I’d like to suggest two ways of approaching this one. The first is more of an experiment to get the feel of it. Take a small piece of food you’re fond of, maybe a piece of fruit or some nuts, but not something messy or mixed up with strong attachments like cake or candy. Keep it simple. A drink like the tea I mentioned works too. Sit at a table while keeping your spine and head fairly straight and focus on your breath for a few moments.
Next, pick up your food or drink and sample it. Don’t bite off a big piece or swallow a big gulp; chew or sip in small amounts. Notice all of the sensations involved: hot, cold, or lukewarm; hard, soft or liquid; chewy or smooth; tangy, salty, sweet, spicy; all of the flavors. Notice color and texture. What happens to your breath? What feelings come up? Are there sense memories?

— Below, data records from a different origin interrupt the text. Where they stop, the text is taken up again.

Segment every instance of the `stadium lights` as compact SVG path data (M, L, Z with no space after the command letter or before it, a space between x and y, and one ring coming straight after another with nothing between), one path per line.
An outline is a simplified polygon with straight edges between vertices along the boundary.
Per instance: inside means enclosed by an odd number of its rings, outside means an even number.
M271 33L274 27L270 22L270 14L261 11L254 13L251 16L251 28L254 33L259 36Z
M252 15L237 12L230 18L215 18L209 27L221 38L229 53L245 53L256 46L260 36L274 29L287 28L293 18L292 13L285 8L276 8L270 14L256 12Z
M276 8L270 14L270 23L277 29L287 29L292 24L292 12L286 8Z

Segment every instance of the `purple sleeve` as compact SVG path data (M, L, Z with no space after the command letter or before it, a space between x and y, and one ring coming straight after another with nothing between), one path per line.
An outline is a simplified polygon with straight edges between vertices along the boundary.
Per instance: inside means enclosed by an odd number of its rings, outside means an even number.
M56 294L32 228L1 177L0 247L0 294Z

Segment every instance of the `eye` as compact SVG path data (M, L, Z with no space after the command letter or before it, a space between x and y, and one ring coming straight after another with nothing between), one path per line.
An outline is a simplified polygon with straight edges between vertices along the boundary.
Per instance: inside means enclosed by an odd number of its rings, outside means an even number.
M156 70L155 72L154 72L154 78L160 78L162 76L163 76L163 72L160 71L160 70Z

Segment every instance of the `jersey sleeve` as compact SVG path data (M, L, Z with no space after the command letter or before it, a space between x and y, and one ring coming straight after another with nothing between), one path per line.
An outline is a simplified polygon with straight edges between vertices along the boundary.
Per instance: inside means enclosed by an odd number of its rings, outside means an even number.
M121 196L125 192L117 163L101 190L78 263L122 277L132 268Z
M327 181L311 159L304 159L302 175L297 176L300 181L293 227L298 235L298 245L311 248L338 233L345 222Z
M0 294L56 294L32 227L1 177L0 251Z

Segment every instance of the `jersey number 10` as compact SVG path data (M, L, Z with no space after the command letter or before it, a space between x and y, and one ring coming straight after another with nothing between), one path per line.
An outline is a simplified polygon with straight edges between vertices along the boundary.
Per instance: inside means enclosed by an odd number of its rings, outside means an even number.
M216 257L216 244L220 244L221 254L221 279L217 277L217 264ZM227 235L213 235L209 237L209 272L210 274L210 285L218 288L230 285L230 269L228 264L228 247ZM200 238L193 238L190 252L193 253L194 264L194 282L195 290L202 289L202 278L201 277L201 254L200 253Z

Finish by slowly and mindfully cleaning up.
The second way would be to eat your regular meals a little more slowly and mindfully than usual, without the distraction of music, TV, phone or computer. Make eating the meditation. Don’t exaggerate it too much; just bring more presence into the process than normally. You can also make the experience more conscious by setting and clearing the table with care.
On headspace.com/blog, Irina Gonzalez writes that earlier experiences with mindfulness led her to discover one of her favorites, one very much related to mindful eating:
Although I finally started to enjoy the time with myself and my thoughts, there was something else I started to enjoy even more: cooking….It was weirdly peaceful to know that I was nourishing myself, and an important part of recovering.
There’s a saying in some of the spiritual traditions, “Start near to go far.” Gonzalez found that the enjoyable nature of mindful cooking and other experiences led her to want to create a more formal meditation practice. By beginning to build our practice around familiar and enjoyable activities like walking, eating and cooking, while keeping the thread of something we do every minute of our lives and which sustains our lives, like breathing, we start the process of creating new habits that enrich us and add new notes to our daily experience. Without forcing ourselves to learn something foreign or difficult, we discover new territory in the commonplace. We may even find that the sacred has been waiting there all along for us to discover it.